Non so se tutti abbiano delle fobie, ma so che non tutti sanno di averne. Io ho quella delle lucertole, che mi paralizza nelle situazioni più banali, specialmente in estate, quando questi innocui animaletti escono sui muretti di cinta per prendere il sole. Gli aneddoti che potrei raccontarvi sono infiniti e spesso per chi non ne soffre sono ilari. Non è così, però, per chi ne soffre.

COSA SONO LE FOBIE?

La fobia è una paura irrazionale e persistente nei confronti di un oggetto, una situazione o attività che la persona si sente indotta compulsivamente a evitare. Non rientra nell’ambito delle fobie la paura occasionale, per esempio nei confronti dei cani o di luoghi elevati, che provoca disagio, senza compromettere la vita quotidiana. La vera fobia può essere molto limitante e condizionare fortemente la vita di chi ne soffre. Si sviluppa nella tarda infanzia, durante l’adolescenza o l’inizio dell’età adulta ed è curata principalmente con la terapia dell’esposizione.

I SINTOMI DELLE FOBIE

Esporsi all’oggetto temuto, o anche il semplice immaginarlo, può causare questi sintomi:

  • stordimento e senso di svenimento
  • palpitazioni (consapevolezza di un battito cardiaco insolitamente rapido)
  • sudorazione, tremore e nausea
  • affanno

FATTORI PREDISPONENTI

  • Esposizione traumatica durante l’infanzia
  • mancanza di autostima
  • personalità ansiosa

PERCHE’ ABBIAMO LE FOBIE?

Ci sono due tipi di fobie: quelle semplici e quelle complesse. Le fobie semplici sono quelle che insorgono in relazione a un unico oggetto, situazione o attività, per esempio la paura di volare, dei ragni o degli spazi chiusi. Le fobie complesse comprendono invece un insieme di paure. La paura degli spazi aperti o pubblici (agorafobia) è una fobia complessa che può comprendere, per esempio, il timore di trovarsi da soli in un luogo pubblico e di rimanere intrappolati, senza una via di uscita. Si considerano complesse anche le fobie sociali, tra cui al timore di trovarsi in imbarazzo o di essere umiliati.

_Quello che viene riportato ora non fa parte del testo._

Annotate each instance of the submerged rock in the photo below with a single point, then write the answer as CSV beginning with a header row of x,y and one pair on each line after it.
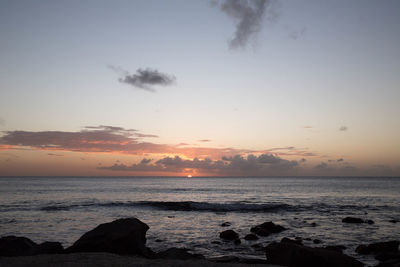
x,y
356,220
375,248
123,236
251,237
178,254
267,228
11,246
294,255
229,235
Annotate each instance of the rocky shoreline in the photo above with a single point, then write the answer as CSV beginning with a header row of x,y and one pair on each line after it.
x,y
123,243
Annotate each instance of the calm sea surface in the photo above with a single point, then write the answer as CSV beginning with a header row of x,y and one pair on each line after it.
x,y
188,212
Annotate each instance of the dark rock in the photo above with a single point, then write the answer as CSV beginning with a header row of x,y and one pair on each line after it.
x,y
375,248
229,235
177,254
123,236
288,240
384,256
11,246
224,259
338,248
251,237
293,255
49,248
267,228
352,220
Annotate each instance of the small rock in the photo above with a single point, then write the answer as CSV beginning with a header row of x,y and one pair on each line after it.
x,y
229,235
251,237
352,220
178,254
288,240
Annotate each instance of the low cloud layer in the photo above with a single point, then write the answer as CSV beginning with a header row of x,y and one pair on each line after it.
x,y
118,140
252,165
248,15
145,79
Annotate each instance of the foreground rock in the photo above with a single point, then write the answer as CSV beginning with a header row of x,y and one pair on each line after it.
x,y
229,235
294,255
356,220
267,228
11,246
123,236
380,247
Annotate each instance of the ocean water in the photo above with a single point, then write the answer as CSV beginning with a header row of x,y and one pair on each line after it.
x,y
188,212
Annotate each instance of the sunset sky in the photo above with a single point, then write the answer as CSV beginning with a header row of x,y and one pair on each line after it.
x,y
178,87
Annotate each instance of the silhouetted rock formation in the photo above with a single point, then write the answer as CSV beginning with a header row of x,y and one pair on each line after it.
x,y
375,248
21,246
267,228
356,220
123,236
229,235
294,255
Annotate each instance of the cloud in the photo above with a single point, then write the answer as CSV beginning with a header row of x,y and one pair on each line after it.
x,y
252,165
145,78
248,15
321,166
54,155
118,140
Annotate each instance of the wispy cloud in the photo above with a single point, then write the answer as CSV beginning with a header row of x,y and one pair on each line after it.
x,y
248,15
252,165
144,79
111,139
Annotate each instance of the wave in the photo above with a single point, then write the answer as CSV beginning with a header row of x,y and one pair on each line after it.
x,y
200,206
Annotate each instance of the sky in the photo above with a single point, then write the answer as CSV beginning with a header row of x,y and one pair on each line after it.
x,y
198,87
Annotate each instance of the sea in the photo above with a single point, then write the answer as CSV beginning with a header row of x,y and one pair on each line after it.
x,y
188,212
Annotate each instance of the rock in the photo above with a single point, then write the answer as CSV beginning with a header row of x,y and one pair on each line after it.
x,y
384,256
293,255
267,228
11,246
49,248
177,254
375,248
338,248
224,259
251,237
352,220
229,235
288,240
122,236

Spesso le fobie non hanno una causa identificabile. Le fobie semplici possono essere riconducibili, talvolta a un’esperienza infantile traumatica. In molti casi mostrano famigliarità, non per fattori genetici, ma perché probabilmente i figli le apprendono dai genitori. Meno chiare sono le cause delle fobie complesse, che sembrano legate a una tendenza generale all’ansia. Le persone con bassa autostima sono più inclini a sviluppare fobie sociali come l’agorafobia.

LA REAZIONE DI EVITAMENTO

La persona fobica è consapevole dell’irrazionalità della propria paura, ma si sente indotta compulsivamente a evitare l’oggetto o la situazione che la suscita. Lìesposizione a tale oggetto provoca una reazione fisica (“lotta o fuggi”), spesso accompagnata da sudorazione e accelerazione del battito cardiaco. La tendenza a evitare l’oggetto temuto è comune a tutte le fobie e può compromettere gravemente le attività quotidiane. La fobia può provocare anche attacchi di ansia e di panico.

LA PSICOTERAPIA

Il medico consiglia di sottoporsi generalmente a una forma di psicoterapia, che rappresenta il trattamento convenzionale di base per tutte le fobie. Se vi sono anche sintomi depressivi, oltre alla psicoterapia si possono prescrivere degli antidepressivi; di solito si tratta di triciclici come la clomipramina, ma tavolta si ricorre agli inibitori selettivi della ricaptazione bella serotonina (SSRI).

Ora che sapete riconoscerle: quali sono le vostre fobie?